Just one problem - no customers. Zero. I was the only one in the store for all 15 minutes I was there, and when I asked if they get a lot of business I got a "meh" style groan and a "sometimes".
I've long been a bear on RadioShack.
The last article I wrote on RadioShack was called "These 3 Retailers Won't Make It to 2020", back a couple months ago. And, from the looks of things in RadioShack's case, I could have titled it "These 3 Retailers Won't Make it To 2/20".
The company's revenues and income have been shellacked over the past few years and the money spent on trying to revitalize the stores has been in vein, as I've argued many times over that RadioShack's problem is their name and their branding. RadioShack, like Sears, has become synonymous with a poor customer experience and a crap product.
So, we know RadioShack is likely pinned for rough times ahead.
And then we get a little piece of interesting news on Monday of this week. Put options on RadioShack - on no news - just happen to be trading at six times the normal daily volume to start the week.
I hate to continually bring up old news, but I talk about ignoring "coincidences" at your own risk in My Definitive 17 Cardinal Rules for Investing Success. I used the example of the insane trading going on at Knight Capital Group (NYSE:KCG) the morning of their algorithm error - Knight sold off sharply, but the news hadn't hit yet. Interesting "coincidence":
I knew something was wrong at Knight Capital the day of their algorithm error, because the stock was getting crushed down to $9 on massive volume almost an hour before the story ever even hit the newswire. After investing long enough, I've started to learn, "there are no coincidences". I was able to trade the Knight disaster accordingly just by watching the volume. I took my short position, they released the news, the rest is history. The pre-news trading tipped me off. If you don't think there were insiders that dumped into that news, then I have some real estate in rural Alaska to sell you.
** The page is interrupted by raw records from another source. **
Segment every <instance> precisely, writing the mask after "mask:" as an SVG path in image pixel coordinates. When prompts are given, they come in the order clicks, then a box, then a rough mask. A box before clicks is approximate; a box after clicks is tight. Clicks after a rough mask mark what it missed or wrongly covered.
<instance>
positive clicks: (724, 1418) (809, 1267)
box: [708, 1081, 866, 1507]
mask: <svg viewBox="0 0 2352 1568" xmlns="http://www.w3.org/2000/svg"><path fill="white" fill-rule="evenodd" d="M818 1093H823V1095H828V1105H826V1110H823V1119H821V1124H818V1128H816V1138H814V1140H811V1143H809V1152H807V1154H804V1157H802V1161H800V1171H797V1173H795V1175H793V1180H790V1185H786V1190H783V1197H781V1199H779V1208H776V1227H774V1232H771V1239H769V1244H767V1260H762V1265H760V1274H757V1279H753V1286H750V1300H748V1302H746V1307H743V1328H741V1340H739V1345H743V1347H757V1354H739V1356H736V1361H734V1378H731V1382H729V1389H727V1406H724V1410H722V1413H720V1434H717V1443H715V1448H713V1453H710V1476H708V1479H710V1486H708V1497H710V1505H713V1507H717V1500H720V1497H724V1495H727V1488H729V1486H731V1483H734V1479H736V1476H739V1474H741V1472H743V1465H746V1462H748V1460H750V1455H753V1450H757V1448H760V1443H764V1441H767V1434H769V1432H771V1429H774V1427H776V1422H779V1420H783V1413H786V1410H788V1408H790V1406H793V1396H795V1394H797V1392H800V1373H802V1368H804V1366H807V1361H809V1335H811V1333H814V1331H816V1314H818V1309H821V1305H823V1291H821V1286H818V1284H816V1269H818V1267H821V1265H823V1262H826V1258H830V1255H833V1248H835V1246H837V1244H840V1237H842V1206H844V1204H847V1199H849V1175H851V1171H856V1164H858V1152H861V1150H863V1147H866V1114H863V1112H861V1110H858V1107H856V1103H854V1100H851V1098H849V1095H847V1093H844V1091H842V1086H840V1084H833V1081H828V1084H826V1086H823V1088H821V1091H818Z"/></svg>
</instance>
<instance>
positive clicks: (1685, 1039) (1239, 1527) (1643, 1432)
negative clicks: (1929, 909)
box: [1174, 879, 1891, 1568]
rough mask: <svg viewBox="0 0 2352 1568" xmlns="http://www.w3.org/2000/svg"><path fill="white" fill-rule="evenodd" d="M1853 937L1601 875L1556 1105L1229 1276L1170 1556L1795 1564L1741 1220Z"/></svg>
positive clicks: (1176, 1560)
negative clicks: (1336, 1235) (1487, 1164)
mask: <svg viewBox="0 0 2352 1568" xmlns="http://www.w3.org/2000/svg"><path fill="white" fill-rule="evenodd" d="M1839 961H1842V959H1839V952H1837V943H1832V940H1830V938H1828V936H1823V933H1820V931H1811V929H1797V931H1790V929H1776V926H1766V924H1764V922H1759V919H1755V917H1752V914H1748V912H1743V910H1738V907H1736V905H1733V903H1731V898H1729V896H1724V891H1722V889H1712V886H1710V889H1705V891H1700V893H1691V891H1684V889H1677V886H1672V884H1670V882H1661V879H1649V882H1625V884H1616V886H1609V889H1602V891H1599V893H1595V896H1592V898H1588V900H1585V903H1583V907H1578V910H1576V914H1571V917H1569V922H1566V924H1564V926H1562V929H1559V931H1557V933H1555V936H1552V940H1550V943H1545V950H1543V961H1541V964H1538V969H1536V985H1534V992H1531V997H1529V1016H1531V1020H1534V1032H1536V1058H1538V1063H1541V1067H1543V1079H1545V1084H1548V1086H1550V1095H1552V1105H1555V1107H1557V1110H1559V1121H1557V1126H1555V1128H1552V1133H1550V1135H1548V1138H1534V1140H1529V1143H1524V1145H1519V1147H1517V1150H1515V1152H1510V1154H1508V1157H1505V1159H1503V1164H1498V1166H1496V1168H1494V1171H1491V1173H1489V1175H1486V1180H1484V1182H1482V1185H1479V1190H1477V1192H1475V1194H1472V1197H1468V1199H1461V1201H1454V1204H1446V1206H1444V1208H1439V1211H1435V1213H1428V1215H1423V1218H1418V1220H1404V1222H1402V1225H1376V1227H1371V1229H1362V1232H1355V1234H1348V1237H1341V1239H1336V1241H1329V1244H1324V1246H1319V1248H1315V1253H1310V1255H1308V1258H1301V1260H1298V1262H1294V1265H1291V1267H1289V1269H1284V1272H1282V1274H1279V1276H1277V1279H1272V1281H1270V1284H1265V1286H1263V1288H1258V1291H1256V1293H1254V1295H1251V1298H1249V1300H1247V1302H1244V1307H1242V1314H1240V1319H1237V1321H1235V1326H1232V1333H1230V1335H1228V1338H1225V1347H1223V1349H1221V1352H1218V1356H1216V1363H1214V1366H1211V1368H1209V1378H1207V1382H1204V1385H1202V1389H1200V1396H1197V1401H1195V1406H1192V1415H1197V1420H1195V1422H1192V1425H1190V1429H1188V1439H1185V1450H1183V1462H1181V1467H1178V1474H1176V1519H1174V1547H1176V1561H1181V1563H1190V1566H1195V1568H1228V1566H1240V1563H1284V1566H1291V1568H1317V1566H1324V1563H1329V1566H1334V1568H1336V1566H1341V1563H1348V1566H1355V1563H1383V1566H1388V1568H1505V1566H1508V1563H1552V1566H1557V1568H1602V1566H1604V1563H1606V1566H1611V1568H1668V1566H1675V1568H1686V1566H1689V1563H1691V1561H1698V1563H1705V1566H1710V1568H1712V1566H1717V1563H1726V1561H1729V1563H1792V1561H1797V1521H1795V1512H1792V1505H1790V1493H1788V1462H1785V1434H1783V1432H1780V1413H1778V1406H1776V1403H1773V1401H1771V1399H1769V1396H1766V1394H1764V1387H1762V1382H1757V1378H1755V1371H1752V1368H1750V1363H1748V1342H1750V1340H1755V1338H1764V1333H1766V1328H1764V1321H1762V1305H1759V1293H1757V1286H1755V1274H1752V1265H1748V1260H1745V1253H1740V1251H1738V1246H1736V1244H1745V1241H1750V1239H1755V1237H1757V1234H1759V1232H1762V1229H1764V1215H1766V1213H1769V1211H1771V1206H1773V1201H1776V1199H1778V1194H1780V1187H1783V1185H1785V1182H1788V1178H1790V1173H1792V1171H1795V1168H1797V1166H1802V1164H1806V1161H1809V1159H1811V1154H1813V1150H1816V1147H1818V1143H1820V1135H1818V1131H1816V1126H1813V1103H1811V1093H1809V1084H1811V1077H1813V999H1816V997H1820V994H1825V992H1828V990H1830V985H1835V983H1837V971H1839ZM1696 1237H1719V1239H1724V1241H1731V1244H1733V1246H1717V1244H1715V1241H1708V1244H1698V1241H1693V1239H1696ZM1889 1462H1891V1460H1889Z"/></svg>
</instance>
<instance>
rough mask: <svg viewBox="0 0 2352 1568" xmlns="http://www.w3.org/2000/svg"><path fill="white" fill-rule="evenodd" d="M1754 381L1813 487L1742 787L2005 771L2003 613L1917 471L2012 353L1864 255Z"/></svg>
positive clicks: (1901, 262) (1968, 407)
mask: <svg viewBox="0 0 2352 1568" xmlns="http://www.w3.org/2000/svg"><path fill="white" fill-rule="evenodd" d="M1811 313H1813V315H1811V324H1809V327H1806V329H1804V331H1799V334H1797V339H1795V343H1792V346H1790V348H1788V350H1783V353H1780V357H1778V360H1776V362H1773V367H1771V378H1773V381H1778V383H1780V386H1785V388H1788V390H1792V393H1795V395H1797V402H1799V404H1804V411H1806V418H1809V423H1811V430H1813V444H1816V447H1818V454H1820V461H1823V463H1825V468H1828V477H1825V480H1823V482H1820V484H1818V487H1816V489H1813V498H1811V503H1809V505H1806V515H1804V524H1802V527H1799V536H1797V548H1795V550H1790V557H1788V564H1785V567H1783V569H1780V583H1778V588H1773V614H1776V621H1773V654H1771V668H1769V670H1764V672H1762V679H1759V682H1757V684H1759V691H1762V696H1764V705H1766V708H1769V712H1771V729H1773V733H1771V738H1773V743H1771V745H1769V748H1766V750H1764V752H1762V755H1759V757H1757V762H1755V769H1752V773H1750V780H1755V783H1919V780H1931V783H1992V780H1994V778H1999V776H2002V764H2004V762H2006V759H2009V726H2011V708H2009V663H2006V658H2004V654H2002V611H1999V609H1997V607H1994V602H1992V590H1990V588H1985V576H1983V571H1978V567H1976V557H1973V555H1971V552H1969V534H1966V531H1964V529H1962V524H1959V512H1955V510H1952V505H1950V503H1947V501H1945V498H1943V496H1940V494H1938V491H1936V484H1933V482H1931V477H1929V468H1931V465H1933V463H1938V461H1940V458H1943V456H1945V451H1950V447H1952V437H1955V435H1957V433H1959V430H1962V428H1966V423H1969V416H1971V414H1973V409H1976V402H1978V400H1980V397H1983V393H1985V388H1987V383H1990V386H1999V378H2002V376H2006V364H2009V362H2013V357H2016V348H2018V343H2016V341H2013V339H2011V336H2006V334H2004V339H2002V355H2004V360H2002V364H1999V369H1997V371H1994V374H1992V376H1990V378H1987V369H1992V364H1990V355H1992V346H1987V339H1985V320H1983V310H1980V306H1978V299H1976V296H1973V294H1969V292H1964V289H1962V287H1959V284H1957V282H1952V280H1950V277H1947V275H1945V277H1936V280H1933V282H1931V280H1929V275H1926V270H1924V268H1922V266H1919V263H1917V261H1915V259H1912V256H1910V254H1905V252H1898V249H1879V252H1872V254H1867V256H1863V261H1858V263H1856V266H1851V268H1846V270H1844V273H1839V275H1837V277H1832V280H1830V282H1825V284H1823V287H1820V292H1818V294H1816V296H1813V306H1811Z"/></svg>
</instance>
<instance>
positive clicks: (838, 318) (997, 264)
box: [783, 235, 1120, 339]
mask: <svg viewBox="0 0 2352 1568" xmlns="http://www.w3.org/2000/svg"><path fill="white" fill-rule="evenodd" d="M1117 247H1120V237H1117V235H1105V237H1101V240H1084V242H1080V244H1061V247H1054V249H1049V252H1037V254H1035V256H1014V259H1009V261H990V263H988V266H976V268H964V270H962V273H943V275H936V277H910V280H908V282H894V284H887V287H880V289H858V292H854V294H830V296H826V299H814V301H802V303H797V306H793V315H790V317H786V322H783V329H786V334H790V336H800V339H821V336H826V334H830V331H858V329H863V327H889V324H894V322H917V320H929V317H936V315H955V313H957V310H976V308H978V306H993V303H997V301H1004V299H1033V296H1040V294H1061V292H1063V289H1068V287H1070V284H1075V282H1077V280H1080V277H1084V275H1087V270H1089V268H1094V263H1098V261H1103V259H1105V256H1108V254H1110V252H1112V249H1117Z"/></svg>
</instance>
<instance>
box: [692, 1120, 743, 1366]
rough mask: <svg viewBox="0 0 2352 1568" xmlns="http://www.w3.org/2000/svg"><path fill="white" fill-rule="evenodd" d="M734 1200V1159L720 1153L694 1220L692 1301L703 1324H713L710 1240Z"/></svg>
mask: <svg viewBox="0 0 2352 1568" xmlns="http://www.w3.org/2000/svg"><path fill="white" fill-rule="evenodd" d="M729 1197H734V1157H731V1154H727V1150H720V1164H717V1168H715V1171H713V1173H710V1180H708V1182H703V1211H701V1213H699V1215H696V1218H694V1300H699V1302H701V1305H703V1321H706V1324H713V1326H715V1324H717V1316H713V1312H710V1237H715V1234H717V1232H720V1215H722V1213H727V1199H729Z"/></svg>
And so, on Monday The Wall Street Journal commented:
On a day with no apparent news on the retailer, options trading volume jumped to nearly six times the daily average Monday, with 81% of trading in bearish put options, according to options-data firm Trade Alert. That notched the busiest day of trading in the Fort Worth, Texas-based company's bearish options since July, when reports surfaced that the company had hired bankers to fix its balance sheet.
"The trading looks pretty bleak," said Henry Schwartz, president at Trade Alert. "It looks like the sharks are starting to circle and put on some bets that see a strong chance of the stock collapsing," he said.
Steady trading in put options led the stock lower Monday. In recent trade, it was off nine cents, or 3.4%, at $2.56. Heavy trading in bearish options can push a stock price down when brokers on the other side of the trade sell shares to hedge their position on the bullish side of that trade.
What does it mean?
Well, technically it could mean nothing - it could just be that the whole world found out about RadioShack's slim chances all at the same time. Or, the more likely scenario - someone knows something. As much as we like to think these things don't happen, anyone that's been in the market knows that these types of events can often precede catalysts. It'll be interesting to see if RadioShack comes out with any material events over the next few days.
Regardless, it's simply more reaffirmation that the only trade on RadioShack going forward remains a short - or simply to avoid. Best of luck to all investors.
Disclosure: I have no positions in any stocks mentioned, and no plans to initiate any positions within the next 72 hours. I wrote this article myself, and it expresses my own opinions. I am not receiving compensation for it (other than from Seeking Alpha). I have no business relationship with any company whose stock is mentioned in this article.